まつもと ゆきひろです

In message "[ruby-dev:13567] Parallel Assignment"
    on 01/06/13, Shin-ichiro HARA <sinara / blade.nagaokaut.ac.jp> writes:

|(1)そもそもはyieldに与えられた引数をそのまま他のメソッドのyieldに丸
|投げできない、という話ですよね。これは
|
|   {|x| yield x}
|
|という構文で可能です。以前からそうです。これを
|
|   {|*x| yield *x}
|
|と書いてしまうのは、(それなりにセンスのいい)間違いです。
|(「Rubyプログラミング入門p204にも書きました。)

今の仕様ならこれも動くんでないでしょうか。あ、*1が[1]になる
から駄目か。

|(2)1.6.4 で *a = [] #=> a == [[]] となってしまっているのは、単なる
|バグで、正しくは a == [] です。

えーと、1.6.4でもa == []だと思います。

|   a = *[] #=> nil
|
|だけが新しいところで、後は今まで(1.6.4以前)と変わってないと思いました。
|それでいいですよね?

すでに気がついておられますが違います。

|[ruby-dev:13528]における田中さんの要約では、
|
| >    さらに、右辺式が「式1 `,' `*' 式2」という形で
| >    配列に変換した式2 の値が [] の場合、
| >    式1 の値自体が右辺の値となります。
|
|だけが違っていて、正しく(まつもとさんのそこでの意図)は
|
|     式1 の値自体が右辺の値となるのではなく、式1, nil が
|     右辺の値となります。
|
|というところでしょうか。

      [式1]が右辺の値になります。

|(4)次の主張は正しいとしてFIXしませんか?
|
|   すべての(多重代入を含む)代入
|
|     A = B
|
|   は、ただ一つの変数xをもって、
|
|     x = B
|     A = x
|
|   と書ける。

同意します。

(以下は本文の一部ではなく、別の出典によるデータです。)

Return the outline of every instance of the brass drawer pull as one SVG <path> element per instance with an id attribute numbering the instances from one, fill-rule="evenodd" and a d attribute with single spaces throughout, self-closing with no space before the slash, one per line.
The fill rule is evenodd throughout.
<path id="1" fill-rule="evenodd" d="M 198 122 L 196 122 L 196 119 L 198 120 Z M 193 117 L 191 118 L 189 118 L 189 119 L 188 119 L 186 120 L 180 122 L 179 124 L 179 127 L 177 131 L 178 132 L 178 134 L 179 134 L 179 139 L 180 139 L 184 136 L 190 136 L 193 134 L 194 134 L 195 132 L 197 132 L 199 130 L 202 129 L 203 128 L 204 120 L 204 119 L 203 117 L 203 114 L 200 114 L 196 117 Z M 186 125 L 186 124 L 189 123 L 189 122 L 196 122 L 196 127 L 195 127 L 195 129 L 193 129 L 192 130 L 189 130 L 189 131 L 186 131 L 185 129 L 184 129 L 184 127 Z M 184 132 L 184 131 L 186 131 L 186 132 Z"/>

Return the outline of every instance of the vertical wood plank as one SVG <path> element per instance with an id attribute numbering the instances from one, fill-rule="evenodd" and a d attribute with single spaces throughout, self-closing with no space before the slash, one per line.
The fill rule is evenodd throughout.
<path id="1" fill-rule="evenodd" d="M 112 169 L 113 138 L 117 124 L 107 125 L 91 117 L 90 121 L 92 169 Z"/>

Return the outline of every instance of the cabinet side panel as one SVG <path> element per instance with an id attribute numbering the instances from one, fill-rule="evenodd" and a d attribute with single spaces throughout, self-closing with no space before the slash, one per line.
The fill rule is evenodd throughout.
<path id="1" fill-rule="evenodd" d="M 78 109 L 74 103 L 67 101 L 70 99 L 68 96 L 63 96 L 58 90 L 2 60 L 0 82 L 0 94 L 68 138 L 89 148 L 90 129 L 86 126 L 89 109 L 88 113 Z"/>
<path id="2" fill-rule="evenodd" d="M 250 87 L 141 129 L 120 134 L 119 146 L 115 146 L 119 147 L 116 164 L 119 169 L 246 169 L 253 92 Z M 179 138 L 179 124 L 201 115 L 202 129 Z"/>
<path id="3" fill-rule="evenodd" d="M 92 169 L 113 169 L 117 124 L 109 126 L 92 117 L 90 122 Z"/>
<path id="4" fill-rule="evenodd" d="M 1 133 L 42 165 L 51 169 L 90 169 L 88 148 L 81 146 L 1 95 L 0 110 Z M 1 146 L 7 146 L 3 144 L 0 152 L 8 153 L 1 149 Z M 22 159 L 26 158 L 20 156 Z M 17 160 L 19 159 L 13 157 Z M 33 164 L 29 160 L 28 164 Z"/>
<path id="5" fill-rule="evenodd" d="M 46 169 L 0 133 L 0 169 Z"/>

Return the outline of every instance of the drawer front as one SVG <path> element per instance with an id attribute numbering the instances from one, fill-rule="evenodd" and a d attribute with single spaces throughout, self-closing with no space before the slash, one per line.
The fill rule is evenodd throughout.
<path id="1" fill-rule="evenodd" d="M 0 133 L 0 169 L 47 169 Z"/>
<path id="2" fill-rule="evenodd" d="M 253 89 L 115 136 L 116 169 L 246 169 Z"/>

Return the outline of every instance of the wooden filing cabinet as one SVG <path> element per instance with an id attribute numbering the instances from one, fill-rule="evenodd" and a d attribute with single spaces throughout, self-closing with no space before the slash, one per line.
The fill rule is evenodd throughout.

あ、ただ前田案が台頭してくればまた話は違うでしょ
うが。

|で、今後は B をオブジェクトとして評価した時(つまりxの値)がどうあるべ
|きか、それを A に代入したときどうなるのか、と2つに分けて議論していい
|わけですね。

はい。

|(5)今問題になってるのは何ですか?(^^;

今の仕様、つまり[ruby-dev:13503]に表現した仕様は

  * 複雑すぎ
  * 田中さんの好みに合わない

ということなのでは。複雑という点では同意します。ま、Rubyは他
のところも突き詰めると複雑なところが多いんですけど。